Harmful Digital Communications Act 2015 (HDCA)
The Harmful Digital Communications Act 2015 is New Zealand’s primary statute addressing online harms such as:
- Cyberbullying
- Harassment
- Intimate image abuse
The Act focuses on harm to individuals rather than age-gating content.
Netsafe is the approved agency under the HDCA and is responsible for:
- Receiving and assessing complaints
- Working with platforms and service providers to resolve harm
- Escalating cases where necessary to the District Court or to the police.
Courts may issue takedown, correction, or cease-and-desist orders, including orders requiring platforms or intermediaries to remove harmful content.
Content Classification and Pornography
New Zealand regulates objectionable and restricted content under the Films, Videos and Publications Classification Act 1993, administered by the Classification Office.
Key features include:
- Classification of content as objectionable or age-restricted
- Legal restrictions on supply to minors
- Requirements that distributors and service providers take reasonable and practicable steps to prevent minors from accessing restricted material
The Classification Office has produced research and ministerial briefings on children’s exposure to pornography, which has informed policy debate on age assurance.
Privacy and Children’s Data
The Privacy Act 2020 governs personal data processing in New Zealand.
The Act does not set a single statutory digital age of consent. However, it establishes strong requirements relating to:
- Purpose limitation
- Proportionality
- Security safeguards
- Management of higher-risk processing
These principles shape expectations around age assurance, particularly where systems involve:
- Identity verification
- Biometrics
- Persistent identifiers
Services likely to be used by minors are expected to adopt safeguards proportionate to risk.
The Privacy Commissioner emphasises heightened safeguards and risk assessments where children’s data is involved.
Social Media Minimum Age Proposals
Policy debate in New Zealand has accelerated around a statutory minimum age for social media and mandatory age verification.

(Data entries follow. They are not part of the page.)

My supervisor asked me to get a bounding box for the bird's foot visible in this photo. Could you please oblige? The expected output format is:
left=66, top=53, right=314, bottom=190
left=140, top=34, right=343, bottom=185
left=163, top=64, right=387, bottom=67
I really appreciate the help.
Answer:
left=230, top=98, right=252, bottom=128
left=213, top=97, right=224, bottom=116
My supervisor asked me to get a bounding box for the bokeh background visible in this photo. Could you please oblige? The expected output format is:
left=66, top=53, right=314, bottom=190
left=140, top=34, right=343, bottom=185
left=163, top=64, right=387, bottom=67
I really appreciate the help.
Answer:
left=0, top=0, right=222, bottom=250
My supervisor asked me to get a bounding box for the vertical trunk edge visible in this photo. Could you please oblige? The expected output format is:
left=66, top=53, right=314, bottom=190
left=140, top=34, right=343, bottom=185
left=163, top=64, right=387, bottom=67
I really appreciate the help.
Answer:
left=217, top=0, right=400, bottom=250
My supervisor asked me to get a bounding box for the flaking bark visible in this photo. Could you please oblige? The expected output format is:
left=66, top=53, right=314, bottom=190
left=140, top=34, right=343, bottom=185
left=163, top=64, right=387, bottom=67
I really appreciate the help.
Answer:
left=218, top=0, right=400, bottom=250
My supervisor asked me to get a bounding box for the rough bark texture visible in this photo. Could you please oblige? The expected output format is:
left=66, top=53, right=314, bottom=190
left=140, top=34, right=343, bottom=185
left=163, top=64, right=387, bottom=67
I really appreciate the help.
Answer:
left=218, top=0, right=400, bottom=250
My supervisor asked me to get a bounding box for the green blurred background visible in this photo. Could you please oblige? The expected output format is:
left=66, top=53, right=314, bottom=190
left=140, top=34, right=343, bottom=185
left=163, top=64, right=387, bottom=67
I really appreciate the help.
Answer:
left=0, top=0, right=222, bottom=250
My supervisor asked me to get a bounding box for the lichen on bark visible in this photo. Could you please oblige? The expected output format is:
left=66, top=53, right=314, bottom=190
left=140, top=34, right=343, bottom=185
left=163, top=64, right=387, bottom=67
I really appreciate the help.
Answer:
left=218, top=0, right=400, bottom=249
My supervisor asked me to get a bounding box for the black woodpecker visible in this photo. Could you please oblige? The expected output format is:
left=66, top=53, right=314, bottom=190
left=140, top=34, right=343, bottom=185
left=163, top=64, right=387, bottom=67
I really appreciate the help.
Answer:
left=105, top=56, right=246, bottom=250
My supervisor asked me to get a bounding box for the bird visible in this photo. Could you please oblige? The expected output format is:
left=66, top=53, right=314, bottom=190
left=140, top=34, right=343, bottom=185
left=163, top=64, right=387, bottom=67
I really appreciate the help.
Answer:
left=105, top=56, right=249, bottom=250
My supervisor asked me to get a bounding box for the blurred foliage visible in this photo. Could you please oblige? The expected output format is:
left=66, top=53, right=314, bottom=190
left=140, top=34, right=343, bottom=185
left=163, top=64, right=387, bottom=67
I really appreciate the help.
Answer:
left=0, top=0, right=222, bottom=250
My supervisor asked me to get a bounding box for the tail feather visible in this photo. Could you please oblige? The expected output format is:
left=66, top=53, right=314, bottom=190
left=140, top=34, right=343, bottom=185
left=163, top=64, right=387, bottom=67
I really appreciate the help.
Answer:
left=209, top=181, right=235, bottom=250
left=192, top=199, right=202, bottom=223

A Member’s Bill, Social Media (Age-Restricted Users) Bill proposes:
- Restricting social media access for users under 16
- Requiring platforms to implement age verification to prevent underage accounts
Parliamentary consideration is underway, alongside a broader parliamentary inquiry into the effects of social media on young people, with findings expected in early 2026.
Regulatory Reform Agenda
Between 2021 and May 2024, the Department of Internal Affairs (DIA) conducted the Safer Online Services and Media Platforms review.
This review examined:
- Regulation of online services and media platforms
- Measures to reduce harmful content exposure
- Protection of children and young people online
The review included discussion of:
- New regulatory models for online services
- Stronger platform safety responsibilities
- Potential age-assurance requirements
The review concluded in 2024 and government policy development toward a modernised regulatory framework is ongoing.
Current Age Assurance Expectations
At present, age assurance in New Zealand arises indirectly through sector-specific obligations rather than a universal statutory requirement.
Major platforms operating in New Zealand have adopted the voluntary Aotearoa New Zealand Code of Practice for Online Safety and Harms, committing to measures to reduce harmful content and improve user safety.
In practice:
- Services enabling harmful conduct may face HDCA complaints via Netsafe
- Providers facilitating access to pornography or restricted content are expected to take practical steps to limit underage access
- Services processing children’s data or targeting minors are expected to adopt defensible age-assurance measures under privacy and safety expectations
Looking ahead
New Zealand is best characterised as a jurisdiction with limited age verification laws today but a clear direction of travel towards stronger online child safety rules, potentially including statutory minimum-age enforcement for social media and a more formal online safety regulatory framework. Legislative change is plausible within the next parliamentary cycle.